Kann man Erwartungen wirklich abschalten?
Ich versuche es immer wieder. Versuche, jedes neue Buch unvoreingenommen zu lesen – ohne den Schatten vorheriger Lieblingsbücher, ohne den Hype, der durch Bookstagram schwappt. Und doch: Sobald ein bekanntes Autor:innenname auf dem Cover steht, schleichen sich Erwartungen ein. Heimlich. Leise. Und manchmal eben auch zu laut.

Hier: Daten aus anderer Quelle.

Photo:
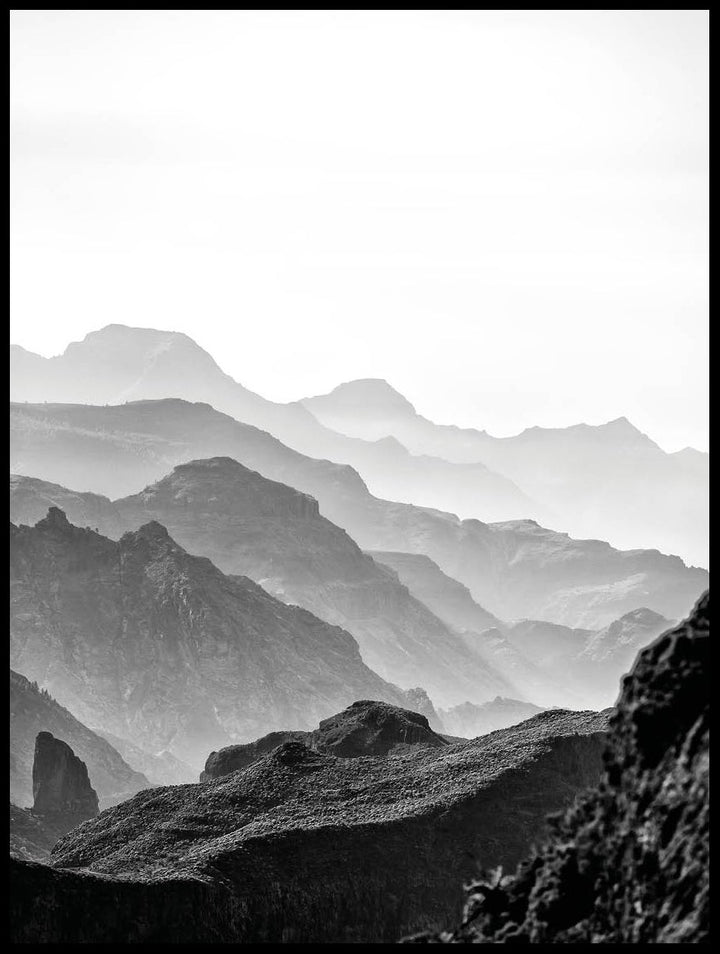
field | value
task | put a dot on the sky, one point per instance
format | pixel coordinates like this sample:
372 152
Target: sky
503 214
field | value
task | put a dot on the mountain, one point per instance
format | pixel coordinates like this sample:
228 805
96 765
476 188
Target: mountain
365 728
592 661
302 846
33 710
609 481
469 720
142 639
482 632
629 862
262 529
117 364
514 570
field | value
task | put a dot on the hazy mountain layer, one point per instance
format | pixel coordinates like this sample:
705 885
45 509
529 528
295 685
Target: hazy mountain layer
33 710
609 481
117 364
469 720
259 528
514 570
144 640
306 847
629 862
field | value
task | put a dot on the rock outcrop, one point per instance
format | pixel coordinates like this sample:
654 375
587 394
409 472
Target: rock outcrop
140 639
303 846
61 785
629 863
364 728
33 710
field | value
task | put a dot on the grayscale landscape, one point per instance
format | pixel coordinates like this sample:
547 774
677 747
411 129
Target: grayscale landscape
359 477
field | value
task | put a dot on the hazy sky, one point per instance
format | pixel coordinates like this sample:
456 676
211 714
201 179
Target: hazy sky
504 214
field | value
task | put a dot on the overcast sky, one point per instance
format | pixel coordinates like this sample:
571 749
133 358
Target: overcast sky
503 214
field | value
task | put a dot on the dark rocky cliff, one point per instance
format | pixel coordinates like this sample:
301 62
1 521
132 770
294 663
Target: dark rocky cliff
302 846
629 863
33 710
143 640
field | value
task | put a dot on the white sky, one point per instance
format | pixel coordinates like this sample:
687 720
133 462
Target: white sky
504 214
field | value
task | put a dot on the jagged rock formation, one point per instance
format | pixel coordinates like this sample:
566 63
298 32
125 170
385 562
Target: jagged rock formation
61 785
141 639
252 526
609 480
303 846
275 535
469 720
514 570
62 793
33 710
629 863
364 728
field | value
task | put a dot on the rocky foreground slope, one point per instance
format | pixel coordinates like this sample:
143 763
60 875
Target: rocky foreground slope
307 847
515 569
629 863
143 640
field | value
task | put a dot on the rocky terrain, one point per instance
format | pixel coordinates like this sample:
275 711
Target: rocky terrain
275 535
469 720
629 863
33 710
304 846
514 570
365 728
609 481
593 661
143 640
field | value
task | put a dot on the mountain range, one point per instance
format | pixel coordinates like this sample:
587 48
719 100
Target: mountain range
609 481
514 570
305 846
143 640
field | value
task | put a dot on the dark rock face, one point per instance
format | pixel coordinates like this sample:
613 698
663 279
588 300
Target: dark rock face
364 728
33 710
61 786
303 846
143 640
629 863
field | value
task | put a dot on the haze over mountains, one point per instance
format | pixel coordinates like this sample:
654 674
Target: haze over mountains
514 569
609 482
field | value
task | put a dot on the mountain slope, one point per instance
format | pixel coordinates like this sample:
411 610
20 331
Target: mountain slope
32 711
262 529
142 639
514 570
609 480
118 363
629 862
306 847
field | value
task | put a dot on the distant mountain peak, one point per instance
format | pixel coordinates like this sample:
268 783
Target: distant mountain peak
371 394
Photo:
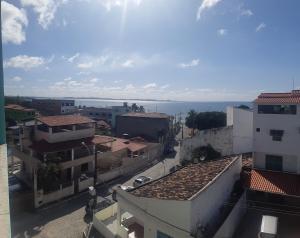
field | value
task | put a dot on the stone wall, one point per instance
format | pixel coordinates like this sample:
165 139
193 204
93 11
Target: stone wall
221 139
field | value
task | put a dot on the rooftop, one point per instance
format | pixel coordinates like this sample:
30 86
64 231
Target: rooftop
18 108
282 98
63 120
46 147
273 182
185 182
117 144
146 115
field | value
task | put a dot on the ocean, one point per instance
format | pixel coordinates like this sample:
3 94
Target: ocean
169 107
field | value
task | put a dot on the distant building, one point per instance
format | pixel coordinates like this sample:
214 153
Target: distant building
17 113
184 204
241 121
155 127
51 107
107 114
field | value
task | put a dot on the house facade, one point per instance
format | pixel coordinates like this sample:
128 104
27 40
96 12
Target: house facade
51 107
277 131
186 203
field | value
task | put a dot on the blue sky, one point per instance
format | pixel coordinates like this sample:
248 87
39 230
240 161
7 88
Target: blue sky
193 50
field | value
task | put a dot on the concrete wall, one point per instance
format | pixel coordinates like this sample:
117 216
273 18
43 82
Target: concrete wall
207 203
242 122
148 128
233 220
169 217
221 139
83 185
41 198
64 136
4 199
289 146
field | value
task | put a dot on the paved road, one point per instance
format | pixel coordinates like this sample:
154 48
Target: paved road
67 218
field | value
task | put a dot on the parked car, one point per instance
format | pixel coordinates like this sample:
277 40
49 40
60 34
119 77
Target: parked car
268 227
141 180
174 168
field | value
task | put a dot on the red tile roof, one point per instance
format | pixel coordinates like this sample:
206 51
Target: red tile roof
281 98
146 115
18 108
46 147
274 182
185 182
64 120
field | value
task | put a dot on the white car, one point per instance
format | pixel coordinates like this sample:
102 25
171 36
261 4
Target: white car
141 180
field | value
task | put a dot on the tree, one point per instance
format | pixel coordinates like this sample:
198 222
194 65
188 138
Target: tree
205 120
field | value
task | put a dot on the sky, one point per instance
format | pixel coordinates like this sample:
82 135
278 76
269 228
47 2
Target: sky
189 50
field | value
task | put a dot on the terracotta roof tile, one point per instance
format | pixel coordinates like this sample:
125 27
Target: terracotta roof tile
281 98
274 182
146 115
64 120
183 183
18 108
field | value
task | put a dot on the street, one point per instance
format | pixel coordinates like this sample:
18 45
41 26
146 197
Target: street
67 218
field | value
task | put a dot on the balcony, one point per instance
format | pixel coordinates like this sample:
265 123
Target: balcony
106 223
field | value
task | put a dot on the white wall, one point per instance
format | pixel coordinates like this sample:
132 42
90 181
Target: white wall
221 139
242 122
64 136
206 205
289 147
167 216
233 220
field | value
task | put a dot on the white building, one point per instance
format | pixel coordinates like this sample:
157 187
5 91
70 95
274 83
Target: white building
242 122
277 131
186 203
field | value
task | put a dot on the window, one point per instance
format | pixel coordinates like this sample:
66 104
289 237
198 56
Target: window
274 162
84 167
162 235
276 135
277 109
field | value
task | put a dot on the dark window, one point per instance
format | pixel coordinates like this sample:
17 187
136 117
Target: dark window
276 135
162 235
84 167
274 162
277 109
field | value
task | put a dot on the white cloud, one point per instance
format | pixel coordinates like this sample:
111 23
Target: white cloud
14 20
128 64
45 9
16 79
87 65
72 58
247 12
260 27
112 61
24 62
109 4
222 32
206 4
193 63
150 85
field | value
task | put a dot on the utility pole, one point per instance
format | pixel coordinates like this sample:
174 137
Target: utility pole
4 198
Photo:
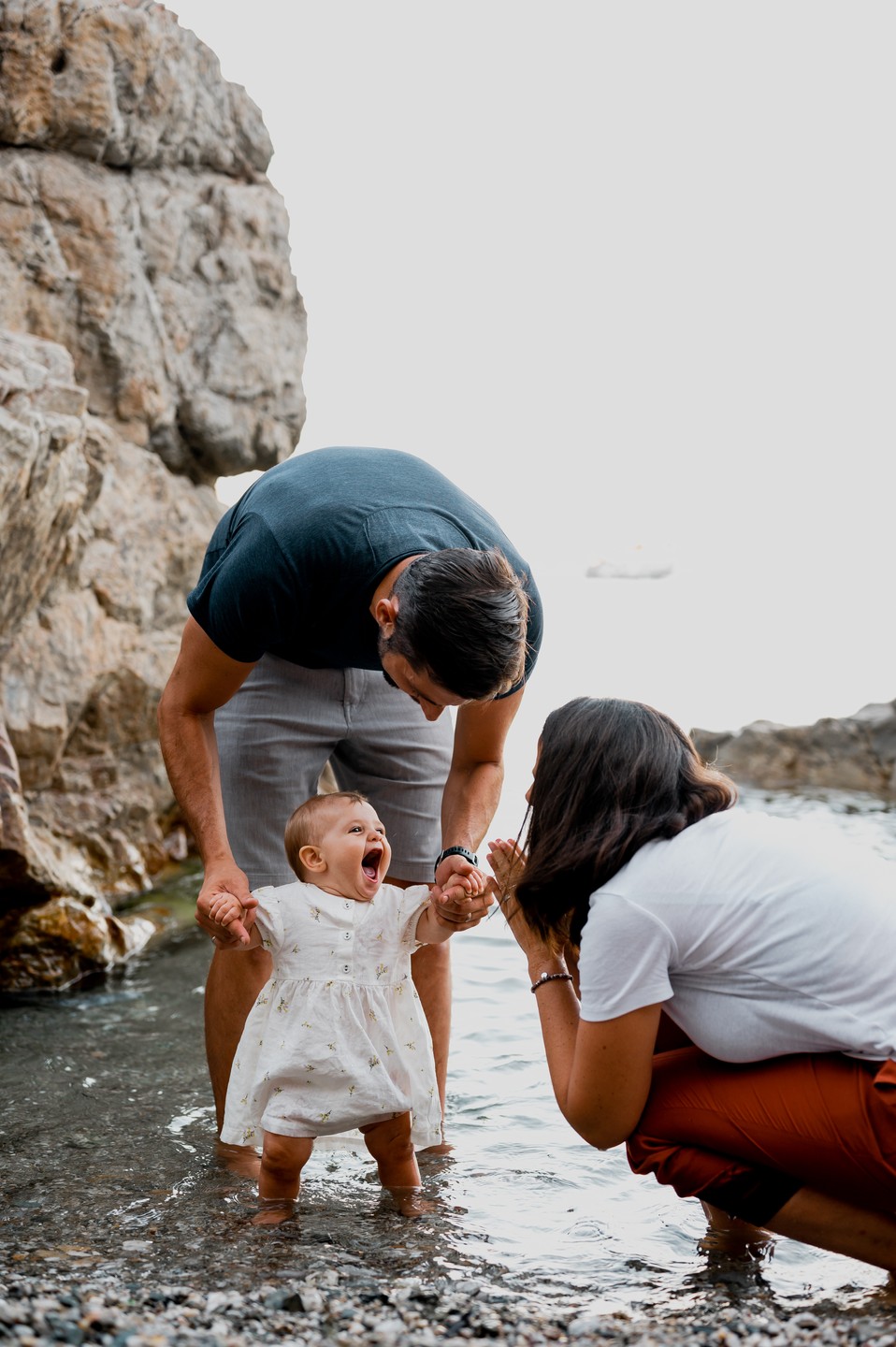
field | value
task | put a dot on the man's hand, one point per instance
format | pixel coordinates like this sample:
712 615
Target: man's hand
458 908
461 881
225 891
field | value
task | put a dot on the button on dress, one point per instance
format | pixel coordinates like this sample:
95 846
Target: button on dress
337 1038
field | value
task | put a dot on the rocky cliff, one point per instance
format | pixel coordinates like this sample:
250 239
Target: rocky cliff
152 340
857 753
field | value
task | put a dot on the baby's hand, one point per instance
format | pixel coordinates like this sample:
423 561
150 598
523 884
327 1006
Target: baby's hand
507 862
224 909
459 908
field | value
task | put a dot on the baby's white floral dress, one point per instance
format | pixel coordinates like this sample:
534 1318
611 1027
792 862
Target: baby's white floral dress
337 1038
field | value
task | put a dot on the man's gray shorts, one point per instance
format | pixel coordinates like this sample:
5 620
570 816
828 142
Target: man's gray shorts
277 734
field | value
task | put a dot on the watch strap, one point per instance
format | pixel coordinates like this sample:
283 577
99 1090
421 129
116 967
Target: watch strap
455 850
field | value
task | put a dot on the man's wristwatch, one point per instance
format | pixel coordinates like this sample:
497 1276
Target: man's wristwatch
455 850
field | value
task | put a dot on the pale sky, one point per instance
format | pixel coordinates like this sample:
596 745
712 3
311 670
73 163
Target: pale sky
624 272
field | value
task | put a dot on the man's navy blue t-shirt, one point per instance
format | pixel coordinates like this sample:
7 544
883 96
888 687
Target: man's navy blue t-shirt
293 566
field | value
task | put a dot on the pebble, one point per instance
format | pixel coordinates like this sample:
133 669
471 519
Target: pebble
352 1306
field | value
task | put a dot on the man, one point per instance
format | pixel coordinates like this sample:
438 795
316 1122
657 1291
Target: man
341 585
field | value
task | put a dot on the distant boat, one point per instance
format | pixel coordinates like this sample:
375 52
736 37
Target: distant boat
635 565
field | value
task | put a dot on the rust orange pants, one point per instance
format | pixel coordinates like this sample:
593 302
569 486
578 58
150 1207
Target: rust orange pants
745 1137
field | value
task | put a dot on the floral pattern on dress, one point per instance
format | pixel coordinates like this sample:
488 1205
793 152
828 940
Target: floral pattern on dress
351 1044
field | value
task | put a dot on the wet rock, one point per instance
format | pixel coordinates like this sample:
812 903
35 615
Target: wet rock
61 942
855 753
152 340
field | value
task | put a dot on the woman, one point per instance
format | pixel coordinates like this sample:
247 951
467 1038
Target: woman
767 943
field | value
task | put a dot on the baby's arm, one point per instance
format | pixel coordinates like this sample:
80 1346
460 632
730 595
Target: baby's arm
226 911
467 911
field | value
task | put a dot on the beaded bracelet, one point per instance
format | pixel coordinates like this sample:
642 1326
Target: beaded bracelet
550 977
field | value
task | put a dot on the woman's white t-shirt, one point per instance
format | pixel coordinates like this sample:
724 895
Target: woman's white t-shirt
761 936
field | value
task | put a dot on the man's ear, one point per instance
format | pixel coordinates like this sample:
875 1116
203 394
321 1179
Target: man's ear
385 612
311 859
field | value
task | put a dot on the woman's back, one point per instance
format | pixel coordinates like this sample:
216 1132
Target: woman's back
768 935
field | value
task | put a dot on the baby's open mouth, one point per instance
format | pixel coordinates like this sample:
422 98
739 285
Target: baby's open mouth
370 863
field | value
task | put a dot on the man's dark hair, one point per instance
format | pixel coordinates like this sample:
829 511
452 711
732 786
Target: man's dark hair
462 620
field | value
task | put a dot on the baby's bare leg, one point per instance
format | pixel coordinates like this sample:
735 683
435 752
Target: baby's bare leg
390 1144
282 1163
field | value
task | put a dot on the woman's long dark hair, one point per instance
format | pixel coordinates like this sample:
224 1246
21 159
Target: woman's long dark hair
611 776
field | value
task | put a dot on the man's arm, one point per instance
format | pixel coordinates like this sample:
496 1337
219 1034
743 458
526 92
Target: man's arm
473 786
204 678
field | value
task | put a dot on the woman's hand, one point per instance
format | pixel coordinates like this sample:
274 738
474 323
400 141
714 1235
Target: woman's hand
508 863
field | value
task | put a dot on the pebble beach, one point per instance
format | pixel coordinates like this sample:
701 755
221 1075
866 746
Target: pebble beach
357 1303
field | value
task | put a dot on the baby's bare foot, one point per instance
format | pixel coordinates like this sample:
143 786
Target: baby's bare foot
238 1160
274 1211
410 1202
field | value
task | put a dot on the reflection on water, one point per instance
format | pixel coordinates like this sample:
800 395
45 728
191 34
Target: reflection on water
107 1151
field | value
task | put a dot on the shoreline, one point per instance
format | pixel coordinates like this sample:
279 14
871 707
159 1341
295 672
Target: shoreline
357 1301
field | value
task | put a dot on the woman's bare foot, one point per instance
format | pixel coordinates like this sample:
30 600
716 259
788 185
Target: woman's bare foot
731 1236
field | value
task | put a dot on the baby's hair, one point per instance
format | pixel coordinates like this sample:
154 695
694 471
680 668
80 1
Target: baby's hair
303 827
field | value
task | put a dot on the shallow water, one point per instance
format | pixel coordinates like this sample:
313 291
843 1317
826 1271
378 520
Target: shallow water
107 1151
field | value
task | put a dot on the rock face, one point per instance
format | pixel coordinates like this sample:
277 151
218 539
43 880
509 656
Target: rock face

So ging es mir auch mit „Mittsommer“ von Lucy Foley. Nachdem ich „The Guest List“ und „The Hunting Party“ nahezu verschlungen habe, war ich voller Vorfreude – und ja, auch mit einem kleinen Maß an Voreingenommenheit. Denn Foley steht für clever konstruierte Spannungsbögen, psychologische Tiefe und dieses typische, leicht klaustrophobische Gefühl in abgelegenen Settings. Entsprechend hoch war meine Messlatte. Vielleicht zu hoch?
Worum geht’s?
Mittsommer an der Küste Dorsets.
Ein neues Luxushotel, The Manor, öffnet seine Tore – stilvoll, exklusiv, abgeschieden. Zum Eröffnungswochenende wird groß aufgefahren: Kulinarische Highlights, ein sommerliches Ambiente unter alten Bäumen, fließender Champagner und Gäste, die teils glamourös, teils geheimnisvoll wirken. Doch was als mondäne Sommerfeier beginnt, kippt zunehmend in Spannung, Misstrauen und dunkle Andeutungen.
Die Stimmung wird getrübt durch Jugendliche aus dem nahegelegenen Dorf, die sich lautstark gegen die Enteignung „ihres“ Waldes wehren. Die Spannungen wachsen. Alte Konflikte brodeln hoch. Und noch bevor die Nacht vorbei ist, brennt das Hotel – und eine Leiche liegt an den Klippen, zwischen ihren Fingern eine ölig-schwarze Feder. Der Rabenvogel, der immer wieder durch die Geschichte flattert, scheint mehr als nur ein Symbol zu sein …
Mein Eindruck
Lucy Foley bleibt sich treu: Sie erzählt nicht nur eine Geschichte, sondern entwirft ein Setting, das fast selbst zur Figur wird.
Die Küste, der Wald, das luxuriöse Hotel – alles ist durchzogen von Symbolik, Spannung und leiser Bedrohung. Der Stil ist atmosphärisch, ruhig, manchmal geradezu poetisch. Aber: Wer einen nervenzerreißenden Thriller erwartet, könnte überrascht sein.
Denn Mittsommer ist eher ein psychologisches Kammerspiel als ein klassischer Page-Turner. Der Spannungsbogen ist subtil, fast zögerlich. Lange Zeit bleibt vieles vage, Andeutungen häufen sich, Andeutungen, die man nicht sofort einordnen kann.
Was mir gut gefallen hat:
- Der Schreibstil: klar, bildhaft, fein komponiert.
- Die Perspektivwechsel: Jeder Charakter bringt seine eigene Sicht, seine eigenen Abgründe ein.
- Die düstere Grundstimmung, die wie ein Schleier über allem liegt.
Was mir gefehlt hat:
- Ein wenig mehr Tempo. Gerade im Mittelteil hätte ich mir mehr Dynamik gewünscht.
- Eine Figur, mit der ich wirklich mitfühlen konnte. Sympathie bleibt hier optional, was gut gemacht, aber auch fordernd ist.
Fazit
„Mittsommer“ ist ein leiser, vielschichtiger Thriller, der weniger auf laute Schockmomente setzt, sondern auf unterschwellige Spannung, Atmosphäre und psychologische Tiefe.
Für mich persönlich war es nicht das stärkste Buch von Lucy Foley – aber eines, das durch seine stille Intensität durchaus überzeugt. Vielleicht lag es an meinen Erwartungen. Vielleicht aber auch daran, dass Foley sich weiterentwickelt – in eine Richtung, die Raum für Reflexion statt Adrenalinkicks lässt.
Ich bin froh, dass ich dem Buch eine Chance gegeben habe. Es hat mich zwar nicht völlig umgehauen, aber unterhalten, beschäftigt und zum Nachdenken gebracht. Und manchmal ist genau das der wahre Wert einer Geschichte.
✨ 4 von 5 Sternen
Ein atmosphärischer Sommerthriller mit Tiefgang, Symbolik und einem Hauch rabenschwarzer Magie.
📚 Wie geht es euch mit Erwartungen an bekannte Autor:innen? Könnt ihr sie abschalten – oder beeinflussen sie euer Leseerlebnis auch so sehr wie meins? Ich bin gespannt auf eure Gedanken!